À quelques jours des élections régionales françaises, un collectif de cinéastes renommés fait campagne à sa manière. Il lance un court-métrage demandant la régularisation des travailleurs sans papiers.
Ils sont allés sur les piquets de grève. Ont filmé en plans fixes des travailleurs sans papiers qui expliquent leur situation, montrent leur fiche de paie, dévoilent le nom de leurs employeurs - Matignon, Bouygues, Assemblée nationale, Naf Naf... Ils en ont tiré trois minutes choc.
Ces cinéastes regroupés au sein d'un collectif portent des noms illustres : Arnaud Desplechin, Costa Gavras, Patrice Chéreau, Abdellatif Kechiche, Cédric Klapisch... - impossible malheureusement de savoir qui était derrière la caméra, ou qui a monté quoi. Mais ils ont donné la parole à certains des 6 000 anonymes qui sont en grève depuis le 12 octobre pour obtenir des papiers. Le court-métrage a été tourné et monté en trois semaines. Factuel, direct, en coup de poing.
Laurent Cantet, le réalisateur du film "Entre les murs", Palme d'or à Cannes en 2008, a souhaité "donner la parole à ces milliers de personnes qui font grève dans une espèce d'indifférence. On sait vaguement faire des films. Profitons-en pour créer une caisse de résonance à ce mouvement", explique celui-ci.
"Vous voyez cette belle tour Axa, c'est nous qui avons construit ça." "J'ai travaillé à l'hôtel Matignon comme plongeur." "On livre à Carrefour, Monoprix, Franprix, Cora..." : les hommes et femmes qui racontent leur quotidien sont employés dans des entreprises réputées, des établissements qui structurent l'économie et la société françaises. Ils ont tous les papiers nécessaires - qui la fiche d'impôt, qui le papier à entête de l'Assemblée nationale, qui la fiche de paie montrant les cotisations Urssaf et CSG... -, sauf le sésame : la carte de séjour.
Témoignage d'un sans-papiers
Leurs témoignages montrent la perversité du système par lequel ils sont happés. "Quand tu as de bons papiers, ils [les employeurs, ndlr] ne te prennent jamais.
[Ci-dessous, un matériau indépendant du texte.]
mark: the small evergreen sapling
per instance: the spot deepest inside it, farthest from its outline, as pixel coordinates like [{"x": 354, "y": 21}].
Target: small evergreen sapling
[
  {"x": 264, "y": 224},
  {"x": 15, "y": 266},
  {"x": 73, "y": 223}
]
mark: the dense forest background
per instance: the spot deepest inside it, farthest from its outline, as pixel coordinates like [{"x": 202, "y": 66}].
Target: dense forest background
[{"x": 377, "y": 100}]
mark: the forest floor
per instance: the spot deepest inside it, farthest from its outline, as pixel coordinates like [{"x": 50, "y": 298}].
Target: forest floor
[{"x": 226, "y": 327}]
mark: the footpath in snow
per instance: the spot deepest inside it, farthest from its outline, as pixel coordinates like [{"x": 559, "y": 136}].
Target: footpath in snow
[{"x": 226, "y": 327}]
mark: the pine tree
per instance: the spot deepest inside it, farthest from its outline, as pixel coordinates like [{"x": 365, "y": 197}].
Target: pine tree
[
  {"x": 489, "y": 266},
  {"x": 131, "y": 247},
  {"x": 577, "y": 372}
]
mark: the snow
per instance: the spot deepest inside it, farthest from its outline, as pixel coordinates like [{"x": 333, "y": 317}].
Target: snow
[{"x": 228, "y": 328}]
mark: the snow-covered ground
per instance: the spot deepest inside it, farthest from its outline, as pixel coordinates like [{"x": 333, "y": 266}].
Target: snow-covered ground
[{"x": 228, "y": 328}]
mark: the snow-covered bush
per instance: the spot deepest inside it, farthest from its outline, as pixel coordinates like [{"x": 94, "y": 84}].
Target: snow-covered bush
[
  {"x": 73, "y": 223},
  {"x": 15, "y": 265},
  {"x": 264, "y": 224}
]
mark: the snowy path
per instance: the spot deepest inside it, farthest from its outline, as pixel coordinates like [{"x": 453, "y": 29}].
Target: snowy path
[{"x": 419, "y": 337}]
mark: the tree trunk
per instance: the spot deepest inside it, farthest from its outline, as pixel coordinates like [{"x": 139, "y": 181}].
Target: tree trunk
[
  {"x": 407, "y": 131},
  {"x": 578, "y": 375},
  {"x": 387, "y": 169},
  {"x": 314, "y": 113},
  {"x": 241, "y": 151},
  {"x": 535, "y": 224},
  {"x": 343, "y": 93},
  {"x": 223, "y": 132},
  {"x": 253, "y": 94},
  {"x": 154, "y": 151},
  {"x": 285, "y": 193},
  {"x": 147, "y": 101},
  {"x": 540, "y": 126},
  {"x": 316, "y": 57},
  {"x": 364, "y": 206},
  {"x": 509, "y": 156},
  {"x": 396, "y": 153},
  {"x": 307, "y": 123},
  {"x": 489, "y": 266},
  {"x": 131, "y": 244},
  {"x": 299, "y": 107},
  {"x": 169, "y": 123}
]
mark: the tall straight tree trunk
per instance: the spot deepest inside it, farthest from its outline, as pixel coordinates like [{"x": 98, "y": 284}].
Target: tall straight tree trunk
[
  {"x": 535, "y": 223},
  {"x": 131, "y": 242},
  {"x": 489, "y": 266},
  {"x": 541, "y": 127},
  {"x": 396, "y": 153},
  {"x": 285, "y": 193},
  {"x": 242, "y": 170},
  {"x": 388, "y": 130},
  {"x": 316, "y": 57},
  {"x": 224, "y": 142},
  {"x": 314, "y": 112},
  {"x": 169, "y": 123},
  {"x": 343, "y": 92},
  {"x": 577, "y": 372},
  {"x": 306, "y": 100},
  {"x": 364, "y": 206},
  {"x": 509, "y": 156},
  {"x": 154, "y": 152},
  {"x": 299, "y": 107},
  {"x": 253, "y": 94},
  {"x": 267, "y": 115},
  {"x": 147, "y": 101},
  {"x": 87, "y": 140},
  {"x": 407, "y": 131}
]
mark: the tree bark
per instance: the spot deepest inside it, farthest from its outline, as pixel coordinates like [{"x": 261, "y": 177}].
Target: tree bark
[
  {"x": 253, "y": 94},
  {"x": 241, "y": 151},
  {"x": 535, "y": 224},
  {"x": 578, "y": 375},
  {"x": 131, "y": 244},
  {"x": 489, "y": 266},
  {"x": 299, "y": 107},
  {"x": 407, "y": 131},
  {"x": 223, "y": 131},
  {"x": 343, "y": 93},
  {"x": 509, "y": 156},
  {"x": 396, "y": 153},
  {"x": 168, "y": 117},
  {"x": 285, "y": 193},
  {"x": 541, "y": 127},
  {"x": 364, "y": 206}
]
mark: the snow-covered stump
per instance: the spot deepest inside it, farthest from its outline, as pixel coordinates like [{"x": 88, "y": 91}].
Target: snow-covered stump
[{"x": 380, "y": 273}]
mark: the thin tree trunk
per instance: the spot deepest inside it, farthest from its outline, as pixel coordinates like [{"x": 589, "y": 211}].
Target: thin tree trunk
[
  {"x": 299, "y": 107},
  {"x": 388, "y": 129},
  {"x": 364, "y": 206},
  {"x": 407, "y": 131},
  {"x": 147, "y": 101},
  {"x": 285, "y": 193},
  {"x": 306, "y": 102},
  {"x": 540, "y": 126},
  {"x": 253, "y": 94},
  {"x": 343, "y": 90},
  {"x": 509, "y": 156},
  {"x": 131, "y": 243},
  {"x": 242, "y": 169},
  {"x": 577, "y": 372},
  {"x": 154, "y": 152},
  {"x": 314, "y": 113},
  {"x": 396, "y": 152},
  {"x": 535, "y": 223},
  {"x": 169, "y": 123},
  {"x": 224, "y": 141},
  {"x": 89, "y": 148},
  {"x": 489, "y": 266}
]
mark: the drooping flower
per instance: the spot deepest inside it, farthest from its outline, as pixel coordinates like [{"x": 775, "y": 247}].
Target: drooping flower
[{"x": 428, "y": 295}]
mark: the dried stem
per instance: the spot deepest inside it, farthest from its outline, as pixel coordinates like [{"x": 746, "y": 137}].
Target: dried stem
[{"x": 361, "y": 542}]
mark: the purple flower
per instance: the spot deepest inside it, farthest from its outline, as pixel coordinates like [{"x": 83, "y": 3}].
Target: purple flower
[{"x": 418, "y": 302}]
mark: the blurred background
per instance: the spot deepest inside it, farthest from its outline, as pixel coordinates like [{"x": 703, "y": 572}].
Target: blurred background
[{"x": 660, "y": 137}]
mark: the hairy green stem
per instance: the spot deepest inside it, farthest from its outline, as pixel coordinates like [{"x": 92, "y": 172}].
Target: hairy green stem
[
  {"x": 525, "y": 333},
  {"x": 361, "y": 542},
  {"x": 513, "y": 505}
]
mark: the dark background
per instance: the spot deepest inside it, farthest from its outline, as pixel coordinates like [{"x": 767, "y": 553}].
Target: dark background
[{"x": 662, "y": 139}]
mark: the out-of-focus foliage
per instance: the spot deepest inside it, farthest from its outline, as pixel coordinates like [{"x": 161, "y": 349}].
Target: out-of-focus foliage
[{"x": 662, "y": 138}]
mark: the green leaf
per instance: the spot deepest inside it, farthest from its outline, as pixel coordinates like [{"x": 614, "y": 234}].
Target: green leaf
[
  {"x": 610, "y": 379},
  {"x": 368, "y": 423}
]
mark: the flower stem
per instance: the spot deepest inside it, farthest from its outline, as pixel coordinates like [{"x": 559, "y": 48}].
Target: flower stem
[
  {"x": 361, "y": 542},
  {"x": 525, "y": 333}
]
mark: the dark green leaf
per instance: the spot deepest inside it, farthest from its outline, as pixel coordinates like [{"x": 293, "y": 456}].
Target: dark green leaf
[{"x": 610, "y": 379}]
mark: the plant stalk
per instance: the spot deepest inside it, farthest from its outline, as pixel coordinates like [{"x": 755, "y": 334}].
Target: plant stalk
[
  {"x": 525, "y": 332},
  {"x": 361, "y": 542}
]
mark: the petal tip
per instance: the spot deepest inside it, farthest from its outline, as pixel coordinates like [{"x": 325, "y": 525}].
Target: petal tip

Si tu as de faux papiers, ils te donnent du boulot, mais te paient comme ils veulent." C'est "kafkaïen", comme l'exprime Matthieu Amalric, acteur fétiche du cinéma français, venu à la soirée de présentation du film dans un amphithéâtre de la Cinémathèque française, lundi soir. "Et ces gens sont accusés de ne pas s'intégrer... !"
"J'ai servi la quasi-totalité du gouvernement..."
Lors de la présentation du film, un sans-papiers raconte son histoire, ubuesque s'il en est. "J'ai travaillé à Matignon, et aussi à Radio France en tant que serveur. J'ai servi la quasi-totalité du gouvernement : Christine Lagarde, Brice Hortefeux... Quand j'ai raconté ça à mes camarades, ils m'ont demandé pourquoi je n'ai pas demandé ma régularisation. J'ai rétorqué que j'avais peur, et que je n'étais pas là pour ça ! Je suis resté professionnel jusqu'au bout."
Plusieurs artistes du 7e art avaient déjà apporté leur voix au débat sur la régularisation des sans-papiers en 2007 avec le film "Laissez-les grandir ici", diffusé quelques semaines avant la présidentielle. Depuis, le court-métrage a été "vu par 2,5 millions de personnes", selon Laurent Cantet. Sa sortie coïncidait avec la naissance du Réseau éducation sans frontières (RESF). "Les idées que défend le film - défendre les enfants sans papiers scolarisés - sont presque devenues une évidence pour tout le monde. On espère qu'il en sera de même pour les travailleurs sans papiers."
Le film de trois minutes, intitulé "On bosse ici ! On vit ici ! On reste ici!", est disponible sur Internet à partir d'aujourd'hui. Il sera distribué à partir du 10 mars dans 500 cinémas d'art et d'essai français.